Wednesday 13 January 2010

You have changed. Tell your MP.

Copyright Business

An entire generation is disregarding copyright law. it is not seen as useful anymore. "Information", they say, "wants to be free". Music file sharing is "normal".

Copyright law is intended to make sure artists get paid.

But copyright today is actually a big business for large corporations - Warner, Universal, Sony, EMI - to earn £M's. We have had the dot-com bubble, the housing bubble, next is the copyright bubble, ready to burst.

Copyright has been corrupted by the big labels who make all the money - for every £10 CD you buy, the artist get only £1, the government gets £2.50 in VAT!

Labels do this by insisting that artists sign away their copyright for songs and recordings, so they can control the sales and make even more money from back-catalogues. The payback, they say, is in the promotion and distribution of the work.

Enter the internet

The internet has created a way to do two things, share our views and deliver our needs.

The internet has changed everything, it has destroyed the Labels business model: artists no longer need the Labels to promote their work, nor to deliver it.

Labels can no longer keep artists captive with "Copyright = Promotion" contracts, nor the music delivery chain, CD manufacturing - distribution - retailing, under their control.

Bribery and corruption

Big business is bribing our government to attack us through the new Digital Economy Bill having ISPs monitor our internet traffic, which will cost £500M/year and we will have to pay. When you are suspected of file sharing they will send you threatening letters and the labels will sue for damages.

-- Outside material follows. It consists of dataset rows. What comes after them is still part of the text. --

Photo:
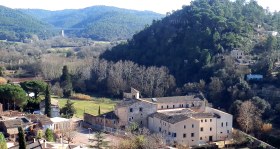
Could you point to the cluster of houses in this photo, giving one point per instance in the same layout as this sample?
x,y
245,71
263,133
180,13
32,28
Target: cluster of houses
x,y
33,124
184,120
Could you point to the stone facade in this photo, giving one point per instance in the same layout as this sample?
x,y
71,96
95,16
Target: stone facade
x,y
184,120
190,127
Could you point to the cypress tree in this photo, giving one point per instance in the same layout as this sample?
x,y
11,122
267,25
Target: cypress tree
x,y
21,138
65,82
99,112
49,135
47,102
3,143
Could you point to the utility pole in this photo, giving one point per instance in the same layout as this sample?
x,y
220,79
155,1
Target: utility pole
x,y
104,122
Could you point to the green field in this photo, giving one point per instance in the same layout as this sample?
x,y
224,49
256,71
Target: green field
x,y
91,107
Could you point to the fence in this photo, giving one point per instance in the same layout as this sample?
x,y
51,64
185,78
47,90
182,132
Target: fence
x,y
105,129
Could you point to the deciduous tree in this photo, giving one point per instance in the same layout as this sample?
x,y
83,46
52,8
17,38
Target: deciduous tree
x,y
21,138
3,143
68,110
49,135
47,102
35,86
66,82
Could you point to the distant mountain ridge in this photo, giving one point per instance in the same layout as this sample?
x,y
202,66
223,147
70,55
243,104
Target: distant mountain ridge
x,y
16,26
97,22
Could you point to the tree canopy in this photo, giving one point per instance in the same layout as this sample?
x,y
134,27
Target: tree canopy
x,y
12,95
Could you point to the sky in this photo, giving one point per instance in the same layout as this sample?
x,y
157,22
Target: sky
x,y
159,6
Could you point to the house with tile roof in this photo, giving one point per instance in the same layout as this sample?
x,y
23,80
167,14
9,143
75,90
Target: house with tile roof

But this won't change people's attitudes. The battle is lost. Thank goodness. All we have to do is stop our elected government doing what the labels want, and have them do what we want. That is to force a change in the Label's business model.

Future

So if the purpose of copyright law has been corrupted, has it any further use in today's society?

Yes it has, but not in the hands of big business.

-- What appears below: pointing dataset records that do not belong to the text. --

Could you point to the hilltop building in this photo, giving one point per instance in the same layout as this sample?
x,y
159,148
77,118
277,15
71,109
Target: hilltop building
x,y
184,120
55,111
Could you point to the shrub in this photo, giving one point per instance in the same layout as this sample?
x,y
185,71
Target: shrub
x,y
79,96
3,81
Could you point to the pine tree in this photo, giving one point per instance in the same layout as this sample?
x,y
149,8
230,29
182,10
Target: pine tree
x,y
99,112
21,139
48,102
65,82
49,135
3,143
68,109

No one disagrees that artists should be paid, and this does not happen when you download a file, but don't pay for it. So file sharing is wrong.

The problem is that the Label's current business model is wrong in the internet age. We need a new model where artists can offer their products and get paid. This is growing and consists of two parts:

- Get known through social networks/relationships and viral marketing (promotion)

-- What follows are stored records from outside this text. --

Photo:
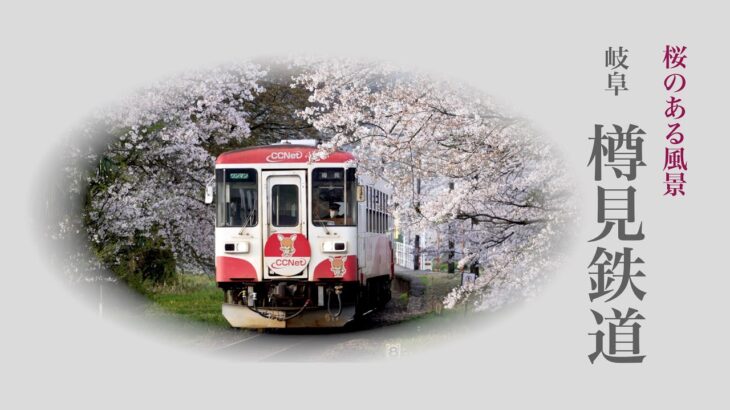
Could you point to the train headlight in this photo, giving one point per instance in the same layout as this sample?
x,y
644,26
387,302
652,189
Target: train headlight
x,y
237,247
334,247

- Have a path to market through direct artist-to-consumer downloads (delivery)

You have only got to look at the phenomenal viral spread of Susan Doyle's songs through YouTube to see what I mean.

This is a challenge for a new entrepreneur, is this you?

Write to them

On a philosophical front, think about it, our Government is pushing for all its services to be provided over the internet. But takes exactly the opposite action to support music distribution on the internet by proposing the Digital Economy Bill (now in its first committee stage) that supports the outmoded Copyright-based business model.

Go to the web site They Work For Us and find your MP. Then write to them and stop the Digital Economy Bill file sharing provisions (the bill has a number of other aspects which are OK).